People often get so hung up about the computer languages that they use rather than picking the right tool for the job. Java, for example, is a language that lots of Perl people dislike, but when you look at it it's got some nice features. For example, Java's got a nice GUI system. I often find myself programming in Perl and wishing I could just use Java GUI for a bit.

People hate Java for the nice bits of it's languages however (since it belittles their efforts to do the same thing in Perl and draws away developers from their language of choice.) Even more than this they hate the missing features from Java, the things that Perl does well. This is no-one's fault; Both languages have their own advantages and disadvantages (if they didn't then we'd all be using one and not the other)

What would be nice would be to be able to combine the two languages and call each other virtually transparently as if you were just calling anything else in the native language. Then we really could use whatever tool was best for the Job.

Inline::Java gets us a lot of the way there. Read on to find out how we can seamlessly call one language from another.
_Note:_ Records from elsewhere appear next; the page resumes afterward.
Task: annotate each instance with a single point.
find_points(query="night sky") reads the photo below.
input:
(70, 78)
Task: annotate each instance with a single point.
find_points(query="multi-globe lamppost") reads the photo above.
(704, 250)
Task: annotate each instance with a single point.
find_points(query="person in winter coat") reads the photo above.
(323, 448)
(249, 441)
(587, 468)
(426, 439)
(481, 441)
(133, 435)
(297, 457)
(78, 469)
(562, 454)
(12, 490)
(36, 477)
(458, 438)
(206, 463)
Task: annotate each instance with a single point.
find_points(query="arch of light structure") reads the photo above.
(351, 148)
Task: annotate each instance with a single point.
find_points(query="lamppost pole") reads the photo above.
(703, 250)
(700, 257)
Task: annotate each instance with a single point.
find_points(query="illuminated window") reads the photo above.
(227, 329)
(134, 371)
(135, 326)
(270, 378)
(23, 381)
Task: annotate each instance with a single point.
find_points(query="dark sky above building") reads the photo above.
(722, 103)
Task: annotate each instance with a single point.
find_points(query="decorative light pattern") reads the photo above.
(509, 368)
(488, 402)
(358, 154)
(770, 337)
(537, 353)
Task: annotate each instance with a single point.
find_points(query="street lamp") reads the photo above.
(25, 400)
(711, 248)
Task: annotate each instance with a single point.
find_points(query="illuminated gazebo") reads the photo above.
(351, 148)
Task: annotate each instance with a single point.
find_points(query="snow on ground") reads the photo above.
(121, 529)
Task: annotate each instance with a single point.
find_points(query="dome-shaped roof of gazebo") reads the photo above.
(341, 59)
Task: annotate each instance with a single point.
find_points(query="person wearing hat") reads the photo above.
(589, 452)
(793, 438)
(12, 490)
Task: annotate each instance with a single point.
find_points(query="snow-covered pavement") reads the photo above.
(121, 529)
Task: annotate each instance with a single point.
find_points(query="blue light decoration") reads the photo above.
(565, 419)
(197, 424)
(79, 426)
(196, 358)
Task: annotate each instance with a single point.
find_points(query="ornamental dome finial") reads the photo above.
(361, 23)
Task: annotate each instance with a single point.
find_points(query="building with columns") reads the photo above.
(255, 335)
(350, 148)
Inline::Java is a Inline module to allow you to work with Java from within Perl. Like all Inline modules it allows you to declare part of your program code in another language - in this case Java - and handles the nitty-gritty of recompiling the code with that lanauge's own compiler when and as needed, and handing the communication layer so that both lanagues can call each other without making it too obvious on each side that what you're calling isn't actually handled nativly in the original language.

Installing Inline Java

Installing Inline::Java isn't that hard, though not a simple as following the traditional four stage program that other modules use. Since the installation routine isn't standard, you can't use CPAN or CPANPLUS to install the module, you'll have to do it by hand. First, you should install Inline with your shell. Then you should download Inline::Java and uncompressing it:

  servalan:~ mark$ sudo cpanp
  CPAN Terminal> install Inline
  CPAN Terminal> d Inline::Java
  CPAN Terminal> q
  servalan:~ mark$ gunzip Inline-Java-0.44.tar.gz
  servalan:~ mark$ tar -xvf Inline-Java-0.44.tar
  servalan:~ mark$ cd Inline-Java-0.44

(You can do the same thing in the CPAN shell by typing install Java to install Inline and then look Inline::Java to download and decompress Inline::Java)
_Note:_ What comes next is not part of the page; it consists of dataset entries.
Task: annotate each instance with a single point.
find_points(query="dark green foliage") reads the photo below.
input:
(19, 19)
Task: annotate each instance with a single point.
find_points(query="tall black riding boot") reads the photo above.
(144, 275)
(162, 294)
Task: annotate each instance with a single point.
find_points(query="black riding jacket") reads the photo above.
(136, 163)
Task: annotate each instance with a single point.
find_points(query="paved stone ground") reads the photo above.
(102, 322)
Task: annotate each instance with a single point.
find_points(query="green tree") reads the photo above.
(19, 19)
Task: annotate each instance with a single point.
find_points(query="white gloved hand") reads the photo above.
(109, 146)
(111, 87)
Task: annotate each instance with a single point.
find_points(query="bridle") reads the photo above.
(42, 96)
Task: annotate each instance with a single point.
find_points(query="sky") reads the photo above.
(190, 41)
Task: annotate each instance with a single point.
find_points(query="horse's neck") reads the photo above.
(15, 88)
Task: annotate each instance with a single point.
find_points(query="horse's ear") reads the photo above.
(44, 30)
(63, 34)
One you've decompressed the package contents, need to run the Makefile.PL script that will write the makefile and make the code. You need to pass to it, via the J2SDK variable, the exact path to your copy of the JDK. For example, if your JDK is install in /home/mark/jdk1.4.1 then you need to run:

 bash$ perl Makefile.PL J2SDK=/home/mark

Back on Mac OS X, the bits of the JDK that are needed are installed by default directly into /usr meaning I do:

 servalan:~Inline-Java-0.44 mark$ perl Makefile.PL J2SDK=/usr

The Makefile.PL script then asks you if you want to use the JNI extension or not. Using the JNI extensions means that your perl executable is embedded directly into the Java Virtual machine (or vice versa, depending on how you look at it.) If you answer no to this question then a separate Java process will be started by perl, and the perl and Java process will start up and talk to each other over sockets. The two have different advantages and disadvantages, with the former being quicker, but the latter being better at startup time with multiple scripts (i.e. in a CGI environment) and capable of calling back to Perl across multiple Java threads.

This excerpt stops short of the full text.